This ‘no-need-to-knead bread’ was adapted from a 1940s recipe by healthy-eating evangelist Doris Grant, who believed white flour – and its lack of nutrients – was the enemy. Making bread one day, Doris forgot to knead it. On tasting the loaf, she discovered it had a fair taste and decided never again to bother kneading her bread. The resulting loaf is heavy, but quicker to make than other types of bread.
Dust a medium baking tray well with flour.
Sift the flours and salt into a large bowl. Reserve a tablespoon of the grain – the brown bits that are too big to fit through the sieve. Stir the rest through the flour mixture. Stir in the yeast, then make a big hole in the centre and pour in the honey and most of the water. Mix well to form a smooth dough, working it gently with your hands if necessary. If the dough feels a bit stiff, add more of the water.

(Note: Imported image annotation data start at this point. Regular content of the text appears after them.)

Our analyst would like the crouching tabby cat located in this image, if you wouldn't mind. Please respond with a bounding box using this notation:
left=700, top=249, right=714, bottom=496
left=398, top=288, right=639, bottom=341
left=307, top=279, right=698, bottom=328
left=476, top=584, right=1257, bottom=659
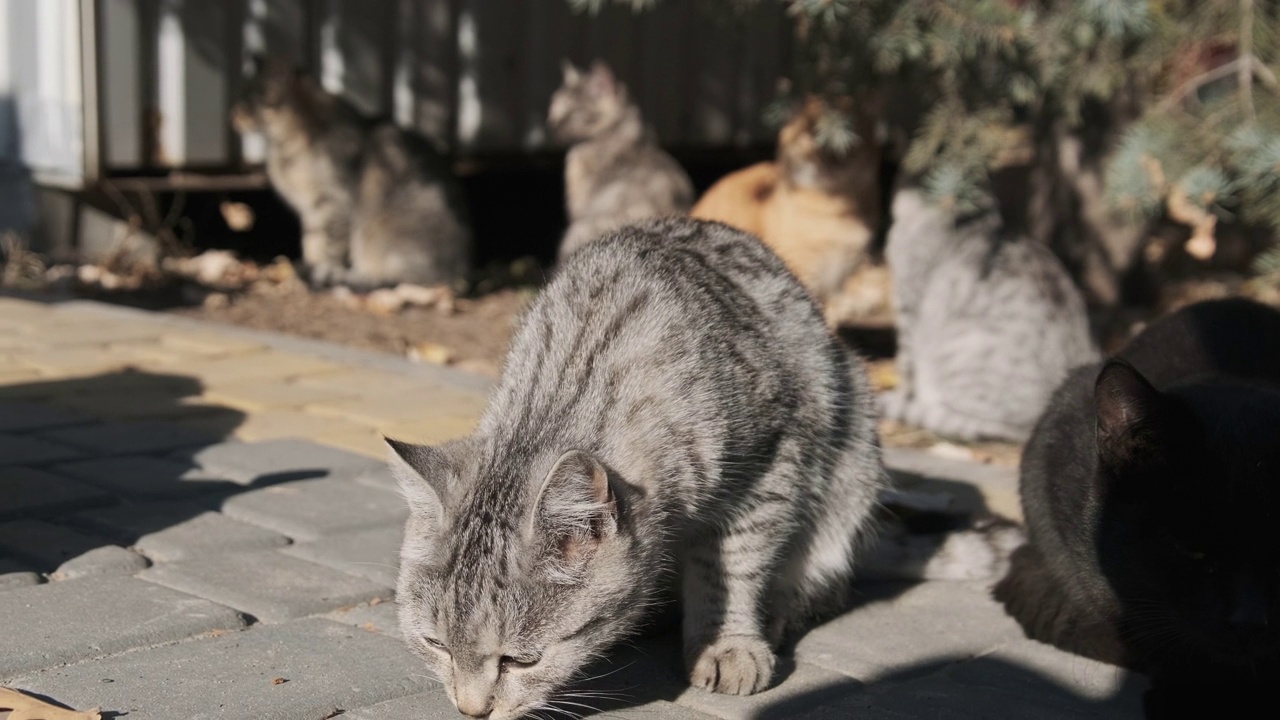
left=884, top=190, right=1097, bottom=441
left=232, top=58, right=471, bottom=287
left=388, top=218, right=884, bottom=720
left=996, top=300, right=1280, bottom=717
left=547, top=61, right=694, bottom=260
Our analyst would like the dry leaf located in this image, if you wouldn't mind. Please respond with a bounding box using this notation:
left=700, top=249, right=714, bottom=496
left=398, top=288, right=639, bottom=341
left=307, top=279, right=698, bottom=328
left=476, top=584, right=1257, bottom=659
left=1167, top=184, right=1217, bottom=260
left=218, top=201, right=253, bottom=232
left=408, top=342, right=453, bottom=365
left=0, top=688, right=102, bottom=720
left=365, top=288, right=404, bottom=315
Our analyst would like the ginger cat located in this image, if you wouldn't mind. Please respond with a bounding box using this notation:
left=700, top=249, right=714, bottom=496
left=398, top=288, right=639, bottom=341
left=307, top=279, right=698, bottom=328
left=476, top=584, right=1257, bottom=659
left=690, top=97, right=881, bottom=314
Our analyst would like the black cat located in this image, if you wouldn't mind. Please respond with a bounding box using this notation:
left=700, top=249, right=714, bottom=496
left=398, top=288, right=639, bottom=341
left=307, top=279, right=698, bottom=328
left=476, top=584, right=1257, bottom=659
left=995, top=300, right=1280, bottom=717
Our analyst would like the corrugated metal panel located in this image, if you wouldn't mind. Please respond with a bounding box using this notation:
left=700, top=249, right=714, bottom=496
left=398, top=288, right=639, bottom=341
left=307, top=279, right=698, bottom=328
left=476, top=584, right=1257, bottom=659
left=10, top=0, right=790, bottom=179
left=0, top=0, right=86, bottom=183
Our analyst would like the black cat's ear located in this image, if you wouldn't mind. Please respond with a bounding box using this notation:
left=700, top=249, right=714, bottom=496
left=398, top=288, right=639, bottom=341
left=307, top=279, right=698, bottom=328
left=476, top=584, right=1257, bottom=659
left=383, top=438, right=454, bottom=519
left=529, top=450, right=618, bottom=566
left=1093, top=360, right=1164, bottom=462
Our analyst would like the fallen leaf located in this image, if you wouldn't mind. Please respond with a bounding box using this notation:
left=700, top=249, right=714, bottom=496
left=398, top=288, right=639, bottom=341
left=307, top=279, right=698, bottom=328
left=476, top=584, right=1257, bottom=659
left=0, top=688, right=102, bottom=720
left=408, top=342, right=453, bottom=365
left=365, top=288, right=404, bottom=315
left=218, top=200, right=253, bottom=232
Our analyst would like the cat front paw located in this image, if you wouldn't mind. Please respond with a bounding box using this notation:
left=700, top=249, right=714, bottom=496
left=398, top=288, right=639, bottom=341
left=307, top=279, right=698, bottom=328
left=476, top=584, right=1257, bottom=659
left=689, top=635, right=777, bottom=694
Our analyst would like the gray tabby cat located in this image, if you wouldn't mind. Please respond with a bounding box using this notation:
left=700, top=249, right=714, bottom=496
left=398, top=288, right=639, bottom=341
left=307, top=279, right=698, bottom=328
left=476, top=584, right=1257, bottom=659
left=547, top=61, right=694, bottom=260
left=883, top=190, right=1098, bottom=441
left=388, top=218, right=884, bottom=720
left=232, top=58, right=471, bottom=287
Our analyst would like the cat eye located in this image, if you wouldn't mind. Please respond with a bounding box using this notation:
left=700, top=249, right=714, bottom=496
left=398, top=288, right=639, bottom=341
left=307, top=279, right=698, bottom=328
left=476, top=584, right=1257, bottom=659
left=498, top=655, right=541, bottom=671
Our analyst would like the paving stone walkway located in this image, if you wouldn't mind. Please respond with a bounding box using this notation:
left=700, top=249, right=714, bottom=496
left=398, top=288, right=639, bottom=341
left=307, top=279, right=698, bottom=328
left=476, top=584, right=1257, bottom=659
left=0, top=293, right=1142, bottom=720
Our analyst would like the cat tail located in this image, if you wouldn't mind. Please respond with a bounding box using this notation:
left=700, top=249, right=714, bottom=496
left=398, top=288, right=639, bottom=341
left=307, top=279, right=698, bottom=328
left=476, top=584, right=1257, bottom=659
left=858, top=491, right=1027, bottom=582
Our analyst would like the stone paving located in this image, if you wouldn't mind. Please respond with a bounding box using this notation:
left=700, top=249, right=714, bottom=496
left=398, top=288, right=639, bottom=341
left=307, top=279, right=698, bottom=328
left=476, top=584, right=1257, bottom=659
left=0, top=299, right=1142, bottom=720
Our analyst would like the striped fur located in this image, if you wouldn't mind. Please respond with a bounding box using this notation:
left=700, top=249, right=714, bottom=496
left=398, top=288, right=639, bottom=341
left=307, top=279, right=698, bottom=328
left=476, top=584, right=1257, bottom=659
left=232, top=58, right=472, bottom=288
left=883, top=190, right=1097, bottom=441
left=392, top=219, right=884, bottom=720
left=547, top=61, right=694, bottom=260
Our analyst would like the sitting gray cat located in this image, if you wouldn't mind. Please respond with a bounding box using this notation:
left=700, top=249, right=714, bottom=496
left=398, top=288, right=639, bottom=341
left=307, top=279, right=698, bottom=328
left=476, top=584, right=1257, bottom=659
left=388, top=218, right=886, bottom=720
left=883, top=190, right=1098, bottom=441
left=547, top=61, right=694, bottom=260
left=232, top=58, right=471, bottom=287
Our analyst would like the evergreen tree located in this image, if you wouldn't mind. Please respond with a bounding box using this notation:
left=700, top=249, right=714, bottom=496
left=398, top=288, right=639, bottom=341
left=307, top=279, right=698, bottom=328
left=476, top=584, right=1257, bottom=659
left=570, top=0, right=1280, bottom=295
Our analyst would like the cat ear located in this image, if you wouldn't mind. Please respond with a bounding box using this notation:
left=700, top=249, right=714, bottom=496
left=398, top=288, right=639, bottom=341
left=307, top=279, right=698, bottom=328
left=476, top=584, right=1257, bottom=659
left=529, top=450, right=618, bottom=565
left=586, top=60, right=618, bottom=97
left=1093, top=360, right=1164, bottom=462
left=383, top=438, right=453, bottom=519
left=561, top=58, right=582, bottom=85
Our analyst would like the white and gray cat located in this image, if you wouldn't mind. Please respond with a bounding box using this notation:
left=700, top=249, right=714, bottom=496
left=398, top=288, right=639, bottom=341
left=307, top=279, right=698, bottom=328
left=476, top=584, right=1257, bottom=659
left=232, top=58, right=472, bottom=288
left=883, top=188, right=1098, bottom=441
left=388, top=218, right=886, bottom=720
left=547, top=61, right=694, bottom=260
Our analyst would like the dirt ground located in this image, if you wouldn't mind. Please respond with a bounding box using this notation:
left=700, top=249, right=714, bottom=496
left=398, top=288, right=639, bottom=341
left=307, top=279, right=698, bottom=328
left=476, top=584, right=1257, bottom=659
left=157, top=269, right=1021, bottom=466
left=172, top=288, right=534, bottom=377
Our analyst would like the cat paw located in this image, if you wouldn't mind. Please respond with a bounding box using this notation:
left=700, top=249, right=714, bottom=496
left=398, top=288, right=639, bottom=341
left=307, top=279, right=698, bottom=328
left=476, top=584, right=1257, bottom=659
left=689, top=635, right=777, bottom=694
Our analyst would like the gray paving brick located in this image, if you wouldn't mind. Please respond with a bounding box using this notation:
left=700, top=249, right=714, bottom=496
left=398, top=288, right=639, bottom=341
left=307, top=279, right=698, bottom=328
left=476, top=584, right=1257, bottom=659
left=0, top=466, right=115, bottom=520
left=12, top=619, right=430, bottom=720
left=325, top=591, right=403, bottom=639
left=138, top=550, right=392, bottom=623
left=76, top=502, right=289, bottom=562
left=41, top=421, right=215, bottom=455
left=177, top=438, right=378, bottom=483
left=855, top=659, right=1142, bottom=720
left=218, top=478, right=408, bottom=541
left=0, top=578, right=244, bottom=676
left=0, top=402, right=91, bottom=433
left=343, top=688, right=473, bottom=720
left=947, top=639, right=1146, bottom=708
left=0, top=520, right=147, bottom=580
left=283, top=523, right=404, bottom=588
left=54, top=455, right=241, bottom=500
left=0, top=434, right=82, bottom=466
left=0, top=557, right=40, bottom=592
left=796, top=582, right=1023, bottom=683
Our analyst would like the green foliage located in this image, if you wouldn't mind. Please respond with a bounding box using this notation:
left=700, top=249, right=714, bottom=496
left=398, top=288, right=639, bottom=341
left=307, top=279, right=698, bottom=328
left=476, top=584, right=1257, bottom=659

Shape the mixture into a ball and place on the prepared baking tray. Make sure the top is smooth and wrinkle-free. Cover the dough loosely with oiled clingfilm, making sure it is airtight, and leave to rise in a warm place for a good hour, or until it has almost doubled in size.
Preheat the oven to 200C/400F/Gas 6. Remove the clingfilm from the dough and make a few slashes in the top with a sharp knife – I use a sharp, serrated knife and saw gently. Brush the loaf with milk, sprinkle with the reserved grain and then place in the oven.
Put about 10 ice cubes into the bottom of the oven – they will produce steam, which keeps the crust from hardening too quickly. (A quickly hardened crust prevents the bread from rising well.) Bake the bread for 30–40 minutes, or until it has risen, sounds hollow when tapped underneath and comes easily off the baking tray. Remove from the oven and leave to cool on the tray.
Serve fresh from the oven with loads of butter. These loaves do not keep well. However, if the whole lot does not disappear in one sitting, slice up the remainder and put it in the freezer to eat as toast.